Обреченный мост,

22
18
20
22
24
26
28
30

Адъютант появился с некоторой проволочкой и как будто запыхавшись.

— Да, герр доктор?

— Где вас черти носят? Вы как будто в трамвае толкались, — мельком глянул на него штурмбаннфюрер.

— Проверил посты, — коротко пояснил Боске.

— На кой чёрт? — проворчал Вильгельм. — Только людей пугаете. Вы б ещё патроны раздали с приказом экономить.

Он плеснул желтоватого рома в коньячный фужер и посоветовал:

— Смотрите на вещи легче, дружище. Вот так… — хотел было посмотреть на бетонный сумрак через оптимистическую призму фужера, но маслянистая желтизна дешёвого рома Вильгельма разочаровала. — М-да. С этим только на доты кидаться.

Он отдал фужер адъютанту.

— Выпейте. И сделайте вот что… — он поощрительно кивнул и продолжил только после того, как Эмиль, едва не поперхнувшись слабоватым, в общем-то, напитком, выдавил из себя:

— Благодарю, герр штурмбаннфюрер.

— Благодарите поставщиков Вермахта, которые, имея доступ к погребам Бургундии, подсовывают вам пережженный сахар, — скривился доктор Курт. — Так вот, возьмите сейчас мою «лоханку»[82] и проедьтесь вдоль железнодорожной колеи вместе с грузовиком дядюшки Зитца. Он так и стоит, полный взрывчатки, под бетонным козырьком. Прихватите сапёров и устройте фейерверк в честь полицай-фюрера. Потратьте его взрывчатку. Только проворно, чтобы производило впечатление домашней заготовки. Можете начать, как вам мечталось, с клозетов. Только не обляпайтесь дерьмом — не пущу в бункер.

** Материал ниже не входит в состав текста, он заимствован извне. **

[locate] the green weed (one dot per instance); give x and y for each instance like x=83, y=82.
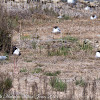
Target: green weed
x=52, y=73
x=37, y=70
x=58, y=84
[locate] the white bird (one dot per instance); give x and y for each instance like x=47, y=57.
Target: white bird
x=3, y=57
x=16, y=53
x=97, y=54
x=71, y=1
x=56, y=29
x=93, y=17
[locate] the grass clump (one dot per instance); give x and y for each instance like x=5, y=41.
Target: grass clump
x=60, y=51
x=34, y=45
x=80, y=82
x=58, y=84
x=52, y=73
x=23, y=70
x=37, y=70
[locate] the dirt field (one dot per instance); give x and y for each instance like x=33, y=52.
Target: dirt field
x=76, y=65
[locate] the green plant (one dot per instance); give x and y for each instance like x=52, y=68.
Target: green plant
x=80, y=82
x=66, y=17
x=70, y=39
x=59, y=51
x=5, y=85
x=26, y=37
x=86, y=46
x=34, y=45
x=37, y=70
x=52, y=73
x=23, y=70
x=58, y=84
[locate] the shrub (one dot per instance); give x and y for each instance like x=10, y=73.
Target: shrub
x=59, y=51
x=70, y=39
x=66, y=17
x=5, y=83
x=23, y=70
x=58, y=84
x=6, y=26
x=52, y=73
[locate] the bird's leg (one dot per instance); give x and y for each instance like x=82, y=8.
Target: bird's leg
x=14, y=65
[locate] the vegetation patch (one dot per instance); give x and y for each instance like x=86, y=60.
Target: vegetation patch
x=52, y=73
x=59, y=51
x=5, y=84
x=23, y=70
x=70, y=39
x=80, y=82
x=37, y=70
x=66, y=17
x=58, y=84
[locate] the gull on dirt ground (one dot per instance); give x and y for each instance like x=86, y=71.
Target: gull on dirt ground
x=16, y=53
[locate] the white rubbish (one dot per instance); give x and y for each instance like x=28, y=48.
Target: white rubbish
x=59, y=17
x=71, y=1
x=97, y=54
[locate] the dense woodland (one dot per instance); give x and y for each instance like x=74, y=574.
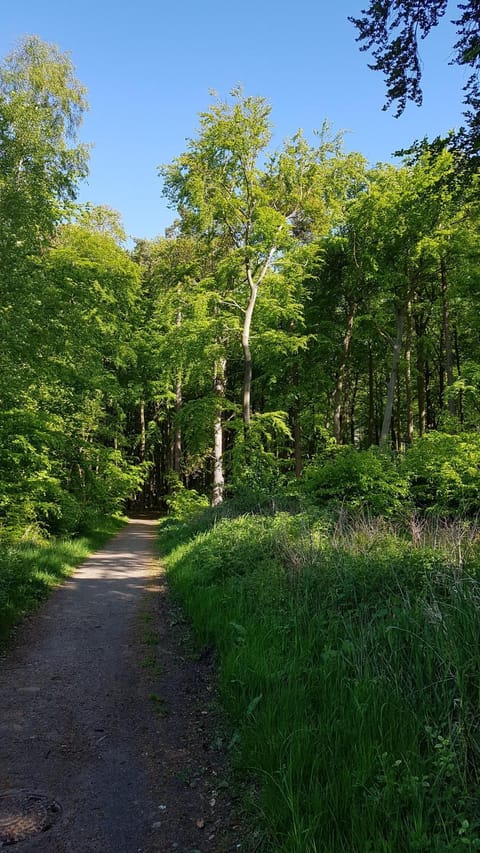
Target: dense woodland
x=302, y=303
x=293, y=372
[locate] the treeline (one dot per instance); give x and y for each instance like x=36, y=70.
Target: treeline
x=301, y=301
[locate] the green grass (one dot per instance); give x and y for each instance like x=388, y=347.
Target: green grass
x=32, y=566
x=350, y=668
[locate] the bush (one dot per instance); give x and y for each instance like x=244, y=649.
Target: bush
x=444, y=473
x=359, y=479
x=184, y=503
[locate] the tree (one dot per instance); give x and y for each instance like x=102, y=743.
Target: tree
x=391, y=29
x=258, y=204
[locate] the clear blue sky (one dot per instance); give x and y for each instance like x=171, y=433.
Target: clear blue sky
x=149, y=66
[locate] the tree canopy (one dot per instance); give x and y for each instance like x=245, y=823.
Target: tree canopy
x=392, y=30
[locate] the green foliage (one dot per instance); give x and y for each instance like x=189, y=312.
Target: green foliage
x=444, y=473
x=367, y=479
x=257, y=479
x=32, y=565
x=350, y=671
x=184, y=503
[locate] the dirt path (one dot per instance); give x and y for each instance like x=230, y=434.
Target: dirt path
x=107, y=734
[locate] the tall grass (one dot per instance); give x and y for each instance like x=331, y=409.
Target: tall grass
x=350, y=667
x=32, y=564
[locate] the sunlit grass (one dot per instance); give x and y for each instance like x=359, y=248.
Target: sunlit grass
x=31, y=566
x=350, y=668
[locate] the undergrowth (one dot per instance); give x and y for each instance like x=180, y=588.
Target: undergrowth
x=350, y=670
x=32, y=564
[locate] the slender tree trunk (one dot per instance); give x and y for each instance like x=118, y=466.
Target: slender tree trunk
x=218, y=474
x=458, y=363
x=297, y=432
x=142, y=431
x=447, y=334
x=431, y=420
x=397, y=348
x=421, y=390
x=398, y=416
x=247, y=356
x=353, y=401
x=371, y=399
x=408, y=375
x=177, y=440
x=338, y=399
x=247, y=323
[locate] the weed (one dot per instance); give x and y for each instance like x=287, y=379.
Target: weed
x=349, y=666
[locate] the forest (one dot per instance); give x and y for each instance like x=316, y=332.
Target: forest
x=291, y=377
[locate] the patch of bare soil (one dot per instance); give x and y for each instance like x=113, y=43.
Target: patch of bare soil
x=109, y=738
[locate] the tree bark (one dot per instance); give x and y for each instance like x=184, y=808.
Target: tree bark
x=177, y=441
x=218, y=473
x=247, y=323
x=371, y=399
x=447, y=337
x=338, y=399
x=142, y=431
x=421, y=390
x=397, y=347
x=408, y=375
x=297, y=432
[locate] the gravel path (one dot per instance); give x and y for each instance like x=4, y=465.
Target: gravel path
x=107, y=727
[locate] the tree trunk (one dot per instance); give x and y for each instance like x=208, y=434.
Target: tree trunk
x=408, y=375
x=297, y=432
x=353, y=401
x=421, y=390
x=247, y=356
x=457, y=361
x=371, y=399
x=142, y=431
x=397, y=347
x=177, y=440
x=398, y=416
x=218, y=474
x=338, y=398
x=447, y=337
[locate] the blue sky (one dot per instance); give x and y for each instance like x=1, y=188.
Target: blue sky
x=149, y=66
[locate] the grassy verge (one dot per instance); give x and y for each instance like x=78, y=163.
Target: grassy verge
x=32, y=566
x=350, y=668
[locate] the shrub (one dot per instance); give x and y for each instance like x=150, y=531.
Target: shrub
x=360, y=479
x=444, y=473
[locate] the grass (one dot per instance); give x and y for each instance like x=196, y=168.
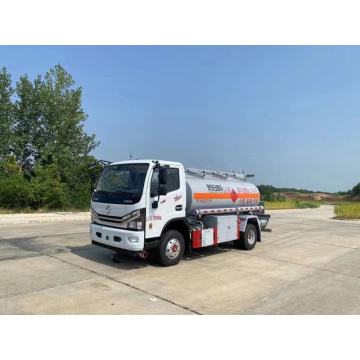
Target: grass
x=348, y=211
x=291, y=204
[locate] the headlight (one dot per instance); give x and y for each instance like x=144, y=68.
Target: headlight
x=132, y=225
x=135, y=225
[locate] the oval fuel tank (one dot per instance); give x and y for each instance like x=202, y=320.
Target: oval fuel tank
x=210, y=192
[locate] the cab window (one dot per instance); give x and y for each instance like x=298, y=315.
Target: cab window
x=173, y=181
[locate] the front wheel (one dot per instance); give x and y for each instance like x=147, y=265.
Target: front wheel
x=248, y=239
x=171, y=248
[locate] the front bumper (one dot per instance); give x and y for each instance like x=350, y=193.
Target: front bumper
x=117, y=238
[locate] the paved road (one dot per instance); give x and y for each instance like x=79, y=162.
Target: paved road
x=309, y=264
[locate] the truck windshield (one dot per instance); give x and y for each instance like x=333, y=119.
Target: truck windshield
x=121, y=184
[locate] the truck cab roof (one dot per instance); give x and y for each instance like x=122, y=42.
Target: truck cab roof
x=148, y=161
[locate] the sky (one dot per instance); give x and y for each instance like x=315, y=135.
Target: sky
x=289, y=114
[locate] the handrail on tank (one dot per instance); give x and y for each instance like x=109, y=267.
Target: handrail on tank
x=223, y=174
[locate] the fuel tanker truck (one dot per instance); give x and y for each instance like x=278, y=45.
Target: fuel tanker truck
x=160, y=207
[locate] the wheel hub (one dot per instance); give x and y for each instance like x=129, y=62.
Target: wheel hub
x=173, y=249
x=251, y=237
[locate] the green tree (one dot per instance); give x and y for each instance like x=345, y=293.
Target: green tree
x=44, y=150
x=50, y=120
x=15, y=191
x=6, y=112
x=356, y=189
x=47, y=189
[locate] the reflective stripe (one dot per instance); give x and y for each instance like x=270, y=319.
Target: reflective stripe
x=222, y=196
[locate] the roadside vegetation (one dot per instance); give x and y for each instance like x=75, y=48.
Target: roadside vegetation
x=45, y=160
x=348, y=211
x=347, y=204
x=291, y=204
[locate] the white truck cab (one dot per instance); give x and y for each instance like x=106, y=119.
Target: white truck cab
x=149, y=205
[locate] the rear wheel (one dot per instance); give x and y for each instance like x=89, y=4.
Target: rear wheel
x=171, y=249
x=248, y=239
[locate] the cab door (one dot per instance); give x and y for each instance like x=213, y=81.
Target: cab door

Керчь. Руины з-да им. Войкова. Шлаковый карьер

Туман, осевший в красноватых отрогах шлакового карьера, казался паром, бурлящим над походным котлом, он шевелился и вскипал вихрями. В движение его приводили серые тени, мелькавшие, хоть и не очень суетно, но густо, особенно со стороны развалин. Около сотни человек военного убожества, ведомые контрастно самоуверенными вояками в камуфляже, спускалось в карьер по наезженной колее. Пленные напоминали стадо захудалой скотины, гонимое не столько даже пастухами, сколько погонщиками, равнодушными к её дальнейшей судьбе, впрочем, вполне понятной.

С мясницким деловитым равнодушием в кузове крытого «Phanomen»-а пулемётчик заправлял под затворную крышку «MG-42» длинную ленту.

Прожженные и заляпанные глинистой грязью шинели накапливались с другой стороны грузовика, так что времени на надежду в тифозно-стриженых головах ещё оставалось…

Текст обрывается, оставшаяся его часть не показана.